European Primary Care Cardiovascular Society

Guidance on changing health behaviours – what is the evidence, what’s recommended, and do I agree?

News - Mar. 30, 2017

Professor Christi Deaton - University of Cambridge, United Kingdom

Guidance on changing health behaviours – what is the evidence, what’s recommended, and do I agree?

In her presentation, prof. Deaton emphasised the important role primary care physicians can play in primary prevention of CVD; it is of great importance that GPs and practice nurses are truly engaged.

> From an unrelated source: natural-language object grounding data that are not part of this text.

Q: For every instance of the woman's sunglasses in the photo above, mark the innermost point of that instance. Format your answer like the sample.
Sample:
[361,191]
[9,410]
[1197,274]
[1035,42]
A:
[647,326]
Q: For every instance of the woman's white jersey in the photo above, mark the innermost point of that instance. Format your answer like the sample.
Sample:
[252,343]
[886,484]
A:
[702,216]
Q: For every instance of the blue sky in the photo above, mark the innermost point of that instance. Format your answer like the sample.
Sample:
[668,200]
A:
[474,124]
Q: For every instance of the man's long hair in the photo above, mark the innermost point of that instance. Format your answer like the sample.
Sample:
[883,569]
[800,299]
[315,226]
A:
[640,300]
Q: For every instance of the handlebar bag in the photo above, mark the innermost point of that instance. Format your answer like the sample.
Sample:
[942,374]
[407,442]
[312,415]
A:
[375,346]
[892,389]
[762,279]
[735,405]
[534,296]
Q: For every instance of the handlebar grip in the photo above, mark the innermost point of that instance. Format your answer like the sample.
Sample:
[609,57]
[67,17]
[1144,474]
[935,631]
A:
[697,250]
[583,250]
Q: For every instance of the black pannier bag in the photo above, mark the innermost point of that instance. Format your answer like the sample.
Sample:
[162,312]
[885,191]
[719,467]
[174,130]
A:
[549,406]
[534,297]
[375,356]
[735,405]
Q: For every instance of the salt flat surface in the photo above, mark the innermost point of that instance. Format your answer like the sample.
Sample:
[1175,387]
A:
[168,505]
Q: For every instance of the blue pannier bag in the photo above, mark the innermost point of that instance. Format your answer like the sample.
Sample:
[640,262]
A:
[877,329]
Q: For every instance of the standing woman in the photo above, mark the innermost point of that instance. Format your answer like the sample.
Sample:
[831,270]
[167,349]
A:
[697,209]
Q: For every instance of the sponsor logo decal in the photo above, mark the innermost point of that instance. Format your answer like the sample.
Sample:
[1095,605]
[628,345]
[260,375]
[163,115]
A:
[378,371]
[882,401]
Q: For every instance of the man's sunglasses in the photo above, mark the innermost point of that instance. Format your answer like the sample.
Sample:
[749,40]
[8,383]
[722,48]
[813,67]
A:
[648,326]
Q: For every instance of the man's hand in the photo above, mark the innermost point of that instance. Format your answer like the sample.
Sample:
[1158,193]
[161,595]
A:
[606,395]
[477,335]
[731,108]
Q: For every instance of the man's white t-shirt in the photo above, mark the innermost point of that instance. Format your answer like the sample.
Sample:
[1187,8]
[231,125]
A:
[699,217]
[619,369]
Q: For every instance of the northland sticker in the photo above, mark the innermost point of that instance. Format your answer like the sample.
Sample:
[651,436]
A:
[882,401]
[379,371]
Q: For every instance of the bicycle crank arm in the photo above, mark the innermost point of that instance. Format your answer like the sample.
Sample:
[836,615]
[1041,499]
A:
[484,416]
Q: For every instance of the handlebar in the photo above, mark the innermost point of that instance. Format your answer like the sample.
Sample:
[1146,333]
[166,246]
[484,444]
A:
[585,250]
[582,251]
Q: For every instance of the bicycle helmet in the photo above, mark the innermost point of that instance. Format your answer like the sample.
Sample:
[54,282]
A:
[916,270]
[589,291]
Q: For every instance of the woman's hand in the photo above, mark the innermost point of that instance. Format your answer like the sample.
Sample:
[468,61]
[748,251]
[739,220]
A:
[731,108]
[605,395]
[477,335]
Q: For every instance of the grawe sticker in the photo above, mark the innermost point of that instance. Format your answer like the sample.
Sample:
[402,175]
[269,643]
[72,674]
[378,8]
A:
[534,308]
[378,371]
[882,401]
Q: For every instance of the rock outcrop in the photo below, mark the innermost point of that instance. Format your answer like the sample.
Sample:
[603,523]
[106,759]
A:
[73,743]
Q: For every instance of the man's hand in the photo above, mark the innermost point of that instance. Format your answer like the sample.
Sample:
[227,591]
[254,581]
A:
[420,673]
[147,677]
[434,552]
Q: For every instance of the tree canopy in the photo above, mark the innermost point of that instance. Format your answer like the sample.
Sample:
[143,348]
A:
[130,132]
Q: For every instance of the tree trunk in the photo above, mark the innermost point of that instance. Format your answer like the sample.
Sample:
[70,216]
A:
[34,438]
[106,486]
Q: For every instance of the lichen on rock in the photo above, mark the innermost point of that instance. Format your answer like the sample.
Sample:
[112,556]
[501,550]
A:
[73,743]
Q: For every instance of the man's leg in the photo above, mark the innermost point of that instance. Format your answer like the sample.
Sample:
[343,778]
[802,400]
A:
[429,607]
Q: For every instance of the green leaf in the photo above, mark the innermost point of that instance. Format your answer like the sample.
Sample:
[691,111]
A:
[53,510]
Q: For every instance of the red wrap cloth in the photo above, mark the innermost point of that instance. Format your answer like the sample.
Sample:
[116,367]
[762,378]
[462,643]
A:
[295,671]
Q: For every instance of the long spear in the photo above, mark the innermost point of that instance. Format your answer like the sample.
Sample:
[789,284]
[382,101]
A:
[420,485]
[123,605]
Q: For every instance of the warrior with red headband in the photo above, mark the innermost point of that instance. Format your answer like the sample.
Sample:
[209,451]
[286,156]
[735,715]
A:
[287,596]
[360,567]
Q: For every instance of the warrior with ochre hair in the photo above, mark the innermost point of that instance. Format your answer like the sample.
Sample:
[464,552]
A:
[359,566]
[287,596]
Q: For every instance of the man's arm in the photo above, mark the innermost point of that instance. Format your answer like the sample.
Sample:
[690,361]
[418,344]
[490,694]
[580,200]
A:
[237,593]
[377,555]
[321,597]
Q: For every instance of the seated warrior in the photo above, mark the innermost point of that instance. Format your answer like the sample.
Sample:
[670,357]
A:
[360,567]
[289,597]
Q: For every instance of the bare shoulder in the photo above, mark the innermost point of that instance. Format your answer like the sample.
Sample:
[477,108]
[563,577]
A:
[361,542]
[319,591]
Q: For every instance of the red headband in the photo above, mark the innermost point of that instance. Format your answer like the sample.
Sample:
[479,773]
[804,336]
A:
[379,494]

Not all strategies are alike, thus it is important to consider how health behaviours can be changed  
Among others, cognitive behavioural strategies to induce behavioural changes can be used and have been shown to be effective. In general, effective techniques focus on helping people to develop skills to set goals, to achieve those, and on how to overcome barriers to make changes.
Remaining questions in the field include how different techniques may be used. Moreover, it is important to be precise when publishing studies, so that it is clear what people do when they use behavioural techniques. This way, the information will be more valuable to other physicians.
The ESC CV Prevention Guidelines recommend that primary care professionals deliver CVD prevention for high-risk patients. More specifically, recommendations for facilitating changes in behaviour include established cognitive behavioural strategies, involvement of multidisciplinary healthcare professionals and applying multimodal interventions. Principles of effective communication and ten strategic steps to facilitate behavioural change are given. Having sufficient time to follow the guidance is a challenge in many busy practices. This may be overcome by involving other people, by setting up multidisciplinary groups. Nurse-led programmes can be very effective. Involving a nurse in stimulating health behaviour changes, does not mean that the GP is no longer responsible. The GP has a role in asking about the behaviours and to give feedback on the behaviour, possibly supported by for instance repeated BP measurements.
It is important to consider whether GPs have the needed skills to stimulate patients in the right way; practices should be equipped to regard this as just as important as pharmacotherapy. Few GPs in the audience were, however, trained in motivational interview techniques. It may be easily underestimated how patients can be helped to set goals, and many GPs are likely not as skilled as they good be if they had received proper training. Often, we tend to want to persuade patients by sharing the evidence that specific behaviour is good for them. At the same time, we know that this rarely works.           
Currently, a big gap exists between what the guidelines recommend and what actually happens in practice. Existing gaps in skills, available time and resources raise the question who is responsible. The guidelines recommend that different parties should act together. The doctor has a responsibility, the patient is ultimately responsible for his/her own health, but there is also a role for society. Even though it is a shared responsibility, GPs should not forget what they can do.